Aujourd'hui, nous voyons comment le Divin Maître nous donne quelques leçons: entre autres, il nous parle de la dîme ainsi que de la cohérence que doivent avoir tous les éducateurs (parents, enseignants et tout apôtre chrétien). Dans l'Évangile selon Saint Luc de la messe de ce jour, l'enseignement est transmis de manière plus "synthétique", mais dans les passages parallèles de Matthieu il est beaucoup plus vaste et concret. Toute la pensée du Seigneur conclut que nos principales préoccupations doivent être la justice, la charité, la miséricorde et la fidélité (cf. Lc 11,42).

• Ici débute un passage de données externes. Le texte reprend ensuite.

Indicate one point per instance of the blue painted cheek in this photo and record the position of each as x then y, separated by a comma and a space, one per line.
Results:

La dîme de l'Ancien testament ainsi que notre actuelle contribution à l'Église, selon les lois et coutumes, vont dans la même direction. Mais donner une valeur de loi obligatoire à des petites choses –comme le faisaient les maîtres de la loi– est exagéré et fatigant: «malheureux êtes-vous, parce que vous chargez les gens de fardeaux impossibles à porter, et vous-mêmes, vous ne touchez même pas ces fardeaux d'un seul doigt» (Lc 11,46).

Il est vrai que les personnes qui veulent devenir meilleures font preuve de marque de générosité remarquable. Récemment, nous avons eu des exemples de personnes qui donnent à l'Église et aux pauvres les 10% de leur récolte, d'autres réservent les premiers fruits, le meilleur fruit de leur potager, ou bien ils offrent un montant égal à celui qu'ils ont consacré à leurs vacances, d'autres donnent le fruit de leur travail, et tout cela aux même fins. On discerne dans tout cela l'esprit de l'Évangile mis en pratique. L'amour est ingénieux, à travers des petites choses, il obtient de la joie et du mérite devant Dieu.

Le Bon Pasteur marche devant son troupeau. Les bons pères sont des modèles: ils donnent le bon exemple à suivre par les autres. Les bons éducateurs s'efforcent de vivre en vertu des principes qu'ils enseignent. C'est cela la cohérence, pas seulement en partie mais totalement: Vie de Tabernacle, dévotion à la Sainte Vierge, petits services rendus dans notre foyer, répandre la bonne humeur chrétienne… «Les grandes âmes prennent beaucoup en compte les petites choses» (Saint Josémarie).